A quanto pare, se Adele Gambaro critica in pubblico Beppe Grillo, viene immediatamente espulsa, con tanto di plebiscito online; se Luigi Di Maio, vicepresidente della Camera, afferma – contraddicendo il Capo – che il Porcellum deve essere cambiato prima di andare al voto, invece non succede nulla. Due pesi e due misure, nella casa della Democrazia Diretta?
Grillo si era espresso per il mantenimento della attuale legge elettorale, criticata in lungo e in largo ma che potrebbe andar bene in caso di una del tutto ipotetica vittoria elettorale del Movimento. Di Maio ha dato un colpo al cerchio, almeno per evitare spaccature in seno al gruppo parlamentare: “Noi siamo da sempre per l’abolizione del Porcellum, ma quello che giovedì ha detto Grillo è che se dobbiamo abolire il Porcellum per fare un “Super-Porcellum”, una legge elettorale contro il Movimento, allora è sbagliato”. Sia chiaro, il Super-Porcellum non è contro i 5 Stelle in sé e per sé: contiene però degli elementi fortemente distorsivi della rappresentatività pura. Inevitabilmente, qualsiasi legge elettorale applicata ad un quadro partitico così fratturato rischia di avere effetti distorsivi della rappresentatività e le minoranze rischiano di essere sottodimensionate, nel futuro Parlamento della ipotetica XVIII Legislatura. Non ci sono altre alternative per garantire la governabilità di un bicameralismo perfetto.

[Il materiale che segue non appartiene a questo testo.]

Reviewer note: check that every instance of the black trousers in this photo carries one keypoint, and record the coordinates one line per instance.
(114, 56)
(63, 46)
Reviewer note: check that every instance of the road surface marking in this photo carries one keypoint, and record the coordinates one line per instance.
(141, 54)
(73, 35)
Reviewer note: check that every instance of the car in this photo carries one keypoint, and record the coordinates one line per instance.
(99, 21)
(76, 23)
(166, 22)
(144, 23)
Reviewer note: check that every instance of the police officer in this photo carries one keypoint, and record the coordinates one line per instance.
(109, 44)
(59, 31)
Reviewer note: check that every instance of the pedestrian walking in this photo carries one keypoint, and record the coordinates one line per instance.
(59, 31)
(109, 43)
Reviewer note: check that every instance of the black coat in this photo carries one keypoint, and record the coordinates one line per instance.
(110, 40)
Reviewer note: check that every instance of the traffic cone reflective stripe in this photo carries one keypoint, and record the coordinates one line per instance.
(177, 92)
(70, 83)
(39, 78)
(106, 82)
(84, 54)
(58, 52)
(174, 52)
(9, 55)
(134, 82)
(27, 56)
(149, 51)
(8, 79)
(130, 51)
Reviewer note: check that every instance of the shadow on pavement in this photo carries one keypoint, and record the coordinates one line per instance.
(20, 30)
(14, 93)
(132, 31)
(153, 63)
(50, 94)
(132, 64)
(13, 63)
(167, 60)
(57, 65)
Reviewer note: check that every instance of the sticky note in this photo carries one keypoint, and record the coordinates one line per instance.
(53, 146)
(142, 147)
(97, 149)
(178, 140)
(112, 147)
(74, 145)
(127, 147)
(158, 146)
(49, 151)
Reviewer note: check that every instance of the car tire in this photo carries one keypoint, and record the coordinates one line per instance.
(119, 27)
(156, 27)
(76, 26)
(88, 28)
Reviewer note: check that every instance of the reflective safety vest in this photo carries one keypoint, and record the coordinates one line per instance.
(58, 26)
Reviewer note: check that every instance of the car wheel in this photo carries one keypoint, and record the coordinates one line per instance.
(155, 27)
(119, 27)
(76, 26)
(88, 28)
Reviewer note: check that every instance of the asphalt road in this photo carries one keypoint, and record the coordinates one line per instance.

La sottile discrasia fra il vertice e gli eletti a 5 Stelle si fa rivedere in merito alla gestione di un eventuale mandato a governare: chi sarà il presidente del Consiglio a 5 Stelle? Una persona interna al Movimento, ha scritto sempre giovedì scorso Grillo. E non ci sarà alcun mandato dall’attuale Presidente della Repubblica. Re Giorgio si dimetta, ‘noi’ vinciamo con il Porcellum e mettiamo uno dei nostri al governo. Punto. Linea politica chiarissima ancorché discutibile. Ma Di Maio – e persino Vito Crimi – aveva recentemente prospettato uno scenario diverso: cade Letta, ci diano il mandato; faremo un governo con figure forti della società civile, prenderemo i voti in aula; chi ci vuol stare, ci stia. Ancor ieri, Di Maio è apparso nei teleschermi dichiarando che un Letta bis non lo voteranno mai, ma che un governo dopo il governissimo è pure possibile, almeno per rifare la legge elettorale.
Possono i 5 Stelle, alfieri della democrazia diretta, ripresentarsi alle urne con il demerito di aver rifiutato l’opportunità di cambiare una legge odiatissima, antidemocratica, che sottrae la libertà di scelta dei candidati all’elettore?